Router security fears have prompted a researcher to recommend that members of the general public disconnect their D-Link 850L routers from the internet.

Security researcher Pierre Kim revealed his findings in a blog post. The scale of the problem, which includes 10 zero-day flaws, is significant. Threat actors could potentially use the flaws to gain root access and control routers remotely.

News of the flaw adds to a growing body of evidence surrounding the potential threat posed by router security concerns. Users and IT managers alike must stay alert to this risk and follow Kim’s suggestion to disconnect affected routers from the internet.

What Is the Extent of the Router Security Issue?

Kim said in his blog post that the vulnerabilities were discovered in the D-Link 850L, which is a wireless AC1200 dual-band gigabit cloud router. The technology also allows users to take advantage of Mydlink Cloud Services and to interact with their home networks from a distance.

Both versions of the router, revA and revB, are affected by the flaws. The vulnerabilities are such that Kim said he could compromise everything, including the wireless area network, the local area network and the custom Mydlink cloud protocol, in his test.

The 10 zero-day vulnerabilities cover a range of router security concerns, including firmware protection, administration passwords and backdoor access. Kim reported the details surrounding these concerns — and the potential impact on users — in his blog post.

How Were the Vulnerabilities Discovered?

Kim found the bugs in June, while the advisory note was created in July. The public advisory emerged on security mailing lists recently. He explained, “The D-Link 850L is a router overall badly designed with a lot of vulnerabilities.” He advised members of the public to “immediately disconnect vulnerable routers from the internet.”

The researcher published his results after encountering difficulties in previous exchanges with D-Link. His research was revealed without coordinated disclosure because of what he perceived to be a lack of prior consideration about security at D-Link.

D-Link apparently downplayed the findings and suggested Kim found the issues by chance, reported ZDNet. The publication contacted D-Link but has yet to receive a response, suggesting it will update the story if it hears any additional information.

What Is the Scale of the Problem?

News of the router security issues should raise alarm among members of the public. Security researcher and chairman of the GDI Foundation, Victor Gevers, estimated there are about 95,000 D-Link 850L routers that are potentially exposed, reported Bleeping Computer.

The scale of the problem, including 10 zero-day vulnerabilities, is alarming, as noted by the International Business Times. The publication reported that the U.S. Federal Trade Commission sued D-Link recently, suggesting the manufacturer relied on inadequate security measures that left users vulnerable to hacking.

It is also worth noting that router security has long been viewed as a potential weak point.
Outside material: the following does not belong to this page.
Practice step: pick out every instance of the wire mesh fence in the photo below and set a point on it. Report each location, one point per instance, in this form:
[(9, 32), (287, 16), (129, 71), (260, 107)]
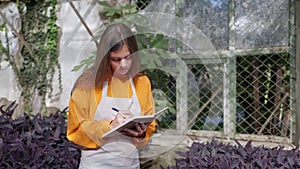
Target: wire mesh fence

Late last year, fraudsters claimed to have compromised 3.2 million home routers by pushing a new firmware update that caused the devices to reach out to malicious servers even after being reset.

Other manufacturers have also been affected by router security issues. Cisco announced a critical router vulnerability last year and Ubiquiti Networks issued a security alert in May 2016 as a response to reports that its routers had seen infections performed by a worm. Users and managers should take note of these alerts and should always run firmware updates.